When it comes time for CWRU senior Tim George to choose a home near his private practice or the hospital at which he is a resident, he might try to find a place around three to six miles away. Then he could run to work in anywhere from 16 to 35 minutes.

Tim George

George, who will receive an undergraduate degree in biology from CWRU this month, is a very experienced runner-whether it is on an 8-kilometer course (five miles; best time 28:10) during cross-country or the 5,000- and 10,000-meter run (3.1 and 6.2 miles; best times 16:33 and 34.54) during indoor and outdoor track season over the last four years as a Spartan.

In covering all that ground he has collected the maximum of 12 letters, four each in three sports that take place in three different seasons (fall, winter and spring).

"It's very time consuming," George said. "I think one of the secrets was that by doing three sports I was in season all year around, so I never knew what it was like to be out of season. That was an asset rather than a hindrance."

Tough on the grades? Apparently not. George has the highest cumulative grade point average (3.97) of any other CWRU senior student-athlete (58).

"It's a lot of work, but the big thing is just doing it a day at a time," George said. "Having a high grade point over the course of four years may seem like a huge thing, but if you look at it on a day-to-day basis, then it is just one test at a time."

Success in athletics and academics is not the only thing George has had during his tenure in University Circle. He recorded the hat trick by finding his life partner at CWRU in senior Liz Hanschen."

"I always new the possibility existed that I may find my wife here," George said. "A lot of people get married in college and a lot of people don't. I feel lucky that I did."

Hanschen, a native of Austin, Tex., is a four-year letter winner herself on the women's basketball team and also is graduating this year with an engineering (systems and control) degree. The couple has been engaged since last spring and will marry this June in Texas.

George, a Hudson, Ohio, native, will receive an undergraduate degree in biology from CWRU next month and then head south to Atlanta to attend Emory University's school of medicine.
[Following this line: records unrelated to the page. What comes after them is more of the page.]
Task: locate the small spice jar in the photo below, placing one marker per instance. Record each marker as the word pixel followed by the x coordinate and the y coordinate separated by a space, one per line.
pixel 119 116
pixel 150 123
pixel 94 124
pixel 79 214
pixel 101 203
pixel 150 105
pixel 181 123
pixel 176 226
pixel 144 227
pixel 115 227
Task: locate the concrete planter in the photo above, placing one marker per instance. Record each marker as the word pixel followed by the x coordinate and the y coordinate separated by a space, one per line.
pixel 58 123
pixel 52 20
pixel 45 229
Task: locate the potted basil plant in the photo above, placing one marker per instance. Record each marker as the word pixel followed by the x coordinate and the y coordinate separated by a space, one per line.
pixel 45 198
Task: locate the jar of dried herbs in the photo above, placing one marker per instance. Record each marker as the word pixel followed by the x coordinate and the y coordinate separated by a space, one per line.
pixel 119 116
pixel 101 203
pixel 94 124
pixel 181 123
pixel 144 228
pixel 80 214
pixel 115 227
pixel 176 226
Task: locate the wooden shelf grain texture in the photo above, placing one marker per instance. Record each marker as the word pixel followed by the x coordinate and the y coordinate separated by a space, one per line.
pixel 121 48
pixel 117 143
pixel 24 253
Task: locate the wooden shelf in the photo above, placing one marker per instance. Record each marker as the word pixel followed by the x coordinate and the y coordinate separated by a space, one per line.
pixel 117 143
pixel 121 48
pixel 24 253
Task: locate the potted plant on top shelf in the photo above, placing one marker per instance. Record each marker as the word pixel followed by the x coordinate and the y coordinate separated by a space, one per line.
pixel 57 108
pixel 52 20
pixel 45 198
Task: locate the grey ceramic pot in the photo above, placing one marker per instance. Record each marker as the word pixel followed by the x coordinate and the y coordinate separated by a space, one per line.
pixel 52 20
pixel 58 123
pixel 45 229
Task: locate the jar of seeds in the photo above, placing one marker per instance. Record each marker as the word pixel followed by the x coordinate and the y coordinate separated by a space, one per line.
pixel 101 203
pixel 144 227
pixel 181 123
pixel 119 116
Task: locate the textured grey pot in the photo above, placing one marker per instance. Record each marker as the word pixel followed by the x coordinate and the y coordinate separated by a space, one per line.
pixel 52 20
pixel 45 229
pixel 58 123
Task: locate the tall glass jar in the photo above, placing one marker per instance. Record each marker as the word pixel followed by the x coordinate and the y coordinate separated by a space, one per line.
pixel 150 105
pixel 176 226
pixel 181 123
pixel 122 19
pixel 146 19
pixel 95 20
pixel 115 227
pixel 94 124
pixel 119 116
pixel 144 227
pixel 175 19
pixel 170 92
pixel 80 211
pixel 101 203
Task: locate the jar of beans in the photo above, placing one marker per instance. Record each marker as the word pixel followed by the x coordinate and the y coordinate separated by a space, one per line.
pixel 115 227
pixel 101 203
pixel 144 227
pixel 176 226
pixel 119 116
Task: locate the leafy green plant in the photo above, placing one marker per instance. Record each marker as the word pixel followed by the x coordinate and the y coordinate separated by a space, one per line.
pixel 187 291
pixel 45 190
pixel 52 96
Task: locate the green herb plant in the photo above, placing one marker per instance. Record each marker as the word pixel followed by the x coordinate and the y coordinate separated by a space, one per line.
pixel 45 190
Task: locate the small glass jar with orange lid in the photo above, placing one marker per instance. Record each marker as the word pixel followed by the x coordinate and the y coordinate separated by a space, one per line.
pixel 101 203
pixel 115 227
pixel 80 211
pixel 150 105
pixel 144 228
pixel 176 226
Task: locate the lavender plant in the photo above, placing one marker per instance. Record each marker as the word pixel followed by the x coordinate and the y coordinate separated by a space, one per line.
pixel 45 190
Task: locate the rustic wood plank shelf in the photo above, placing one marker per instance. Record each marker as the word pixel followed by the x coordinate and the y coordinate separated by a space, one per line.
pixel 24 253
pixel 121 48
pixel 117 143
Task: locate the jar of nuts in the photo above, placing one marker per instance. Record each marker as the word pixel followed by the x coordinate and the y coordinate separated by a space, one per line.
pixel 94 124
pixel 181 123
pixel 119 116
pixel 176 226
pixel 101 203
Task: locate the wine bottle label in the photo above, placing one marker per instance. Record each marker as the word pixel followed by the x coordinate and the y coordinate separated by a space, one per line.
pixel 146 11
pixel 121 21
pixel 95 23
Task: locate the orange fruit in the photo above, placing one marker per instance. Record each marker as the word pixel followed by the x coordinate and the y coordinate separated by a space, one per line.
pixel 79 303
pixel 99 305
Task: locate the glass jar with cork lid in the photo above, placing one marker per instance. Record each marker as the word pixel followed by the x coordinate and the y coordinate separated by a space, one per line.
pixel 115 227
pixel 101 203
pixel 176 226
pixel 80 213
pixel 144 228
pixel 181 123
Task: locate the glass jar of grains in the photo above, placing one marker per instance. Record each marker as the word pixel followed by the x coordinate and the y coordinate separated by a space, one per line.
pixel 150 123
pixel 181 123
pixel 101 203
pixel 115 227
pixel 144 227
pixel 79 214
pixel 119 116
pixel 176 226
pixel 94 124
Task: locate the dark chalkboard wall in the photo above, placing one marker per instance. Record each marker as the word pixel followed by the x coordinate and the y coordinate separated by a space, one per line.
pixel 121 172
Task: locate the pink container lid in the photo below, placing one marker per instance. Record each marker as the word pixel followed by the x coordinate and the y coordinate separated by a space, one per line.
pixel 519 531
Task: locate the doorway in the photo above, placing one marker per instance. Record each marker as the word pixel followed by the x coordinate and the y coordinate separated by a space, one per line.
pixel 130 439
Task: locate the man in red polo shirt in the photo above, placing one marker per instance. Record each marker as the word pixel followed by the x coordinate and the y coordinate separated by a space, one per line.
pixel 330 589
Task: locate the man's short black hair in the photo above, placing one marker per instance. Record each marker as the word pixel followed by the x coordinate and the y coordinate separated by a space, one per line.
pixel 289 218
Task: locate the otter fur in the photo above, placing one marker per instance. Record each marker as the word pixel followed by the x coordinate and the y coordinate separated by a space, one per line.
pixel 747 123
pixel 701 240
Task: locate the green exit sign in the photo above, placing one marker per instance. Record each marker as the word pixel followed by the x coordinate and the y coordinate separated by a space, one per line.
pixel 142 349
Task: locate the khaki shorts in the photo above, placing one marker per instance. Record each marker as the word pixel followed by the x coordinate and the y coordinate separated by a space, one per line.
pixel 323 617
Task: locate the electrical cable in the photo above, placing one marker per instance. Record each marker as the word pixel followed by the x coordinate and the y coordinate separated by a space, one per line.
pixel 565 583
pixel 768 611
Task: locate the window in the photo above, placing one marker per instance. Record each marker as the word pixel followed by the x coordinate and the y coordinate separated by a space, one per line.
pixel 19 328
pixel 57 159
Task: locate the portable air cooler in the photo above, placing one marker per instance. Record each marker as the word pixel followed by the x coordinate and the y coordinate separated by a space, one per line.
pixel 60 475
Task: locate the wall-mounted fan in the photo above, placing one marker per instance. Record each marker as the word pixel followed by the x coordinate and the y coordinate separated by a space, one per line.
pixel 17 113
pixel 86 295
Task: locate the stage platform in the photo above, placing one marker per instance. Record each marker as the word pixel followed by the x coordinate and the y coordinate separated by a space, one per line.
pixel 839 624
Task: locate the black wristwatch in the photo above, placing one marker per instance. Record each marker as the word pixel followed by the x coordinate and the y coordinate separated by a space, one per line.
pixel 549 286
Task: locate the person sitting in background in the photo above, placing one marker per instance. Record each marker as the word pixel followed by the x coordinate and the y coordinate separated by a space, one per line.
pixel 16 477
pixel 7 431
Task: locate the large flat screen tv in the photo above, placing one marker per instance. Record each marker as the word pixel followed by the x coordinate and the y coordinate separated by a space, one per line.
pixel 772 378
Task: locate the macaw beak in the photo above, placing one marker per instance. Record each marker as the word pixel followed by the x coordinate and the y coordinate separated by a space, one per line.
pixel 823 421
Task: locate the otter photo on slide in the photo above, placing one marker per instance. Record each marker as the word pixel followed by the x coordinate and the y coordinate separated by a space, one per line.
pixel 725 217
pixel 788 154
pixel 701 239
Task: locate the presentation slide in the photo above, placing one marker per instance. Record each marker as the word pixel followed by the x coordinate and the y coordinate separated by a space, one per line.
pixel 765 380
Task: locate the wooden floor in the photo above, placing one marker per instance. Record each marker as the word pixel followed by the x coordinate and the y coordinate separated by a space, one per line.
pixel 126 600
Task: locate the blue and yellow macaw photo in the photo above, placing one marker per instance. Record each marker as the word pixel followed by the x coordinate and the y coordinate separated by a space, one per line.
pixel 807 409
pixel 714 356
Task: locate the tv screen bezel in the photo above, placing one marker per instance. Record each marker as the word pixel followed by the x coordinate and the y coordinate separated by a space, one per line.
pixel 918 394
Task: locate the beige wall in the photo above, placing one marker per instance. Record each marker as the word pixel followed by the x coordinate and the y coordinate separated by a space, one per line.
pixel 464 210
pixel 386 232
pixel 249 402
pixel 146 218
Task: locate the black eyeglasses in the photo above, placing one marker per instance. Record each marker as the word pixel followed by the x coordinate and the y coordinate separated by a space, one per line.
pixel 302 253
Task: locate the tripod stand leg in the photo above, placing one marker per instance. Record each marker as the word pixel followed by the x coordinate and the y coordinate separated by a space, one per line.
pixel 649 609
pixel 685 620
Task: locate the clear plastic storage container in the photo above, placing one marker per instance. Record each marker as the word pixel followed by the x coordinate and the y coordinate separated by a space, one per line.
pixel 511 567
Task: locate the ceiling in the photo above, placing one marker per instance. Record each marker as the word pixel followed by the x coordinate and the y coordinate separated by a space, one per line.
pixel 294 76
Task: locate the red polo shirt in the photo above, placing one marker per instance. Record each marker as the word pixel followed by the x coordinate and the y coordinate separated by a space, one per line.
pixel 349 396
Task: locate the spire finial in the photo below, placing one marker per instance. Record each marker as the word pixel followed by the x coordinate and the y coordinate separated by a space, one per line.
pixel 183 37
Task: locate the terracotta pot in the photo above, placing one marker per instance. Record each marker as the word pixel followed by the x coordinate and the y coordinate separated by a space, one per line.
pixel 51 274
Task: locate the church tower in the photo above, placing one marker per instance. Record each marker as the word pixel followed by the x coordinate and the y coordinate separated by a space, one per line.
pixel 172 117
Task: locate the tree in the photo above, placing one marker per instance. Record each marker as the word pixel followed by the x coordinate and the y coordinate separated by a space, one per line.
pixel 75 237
He is leaning toward studying surgery but unsure of what kind. One thing he is sure of is why he chose Emory.

"Emory has some clinical opportunities I don't think you can get elsewhere," George explained. "They have a huge community hospital (Grady Memorial) that is chronically understaffed by doctors, so med students get hands-on experience."

Throughout George's career at CWRU he has made a point not to or practice competitively on Sunday's due to his religious beliefs. He said he feels that anything he has achieved in college he owes to God.

"Any gifting I have, any perseverance that I have shown in the classroom or in sports, it is all a gift of God," he said. "It's my conviction that He doesn't want us doing ordinary work on Sunday, and it's the least I can do to obey that."

Well the work this student-athlete has done in the classroom and on the trail and track over the last four years in University Circle has been anything but ordinary.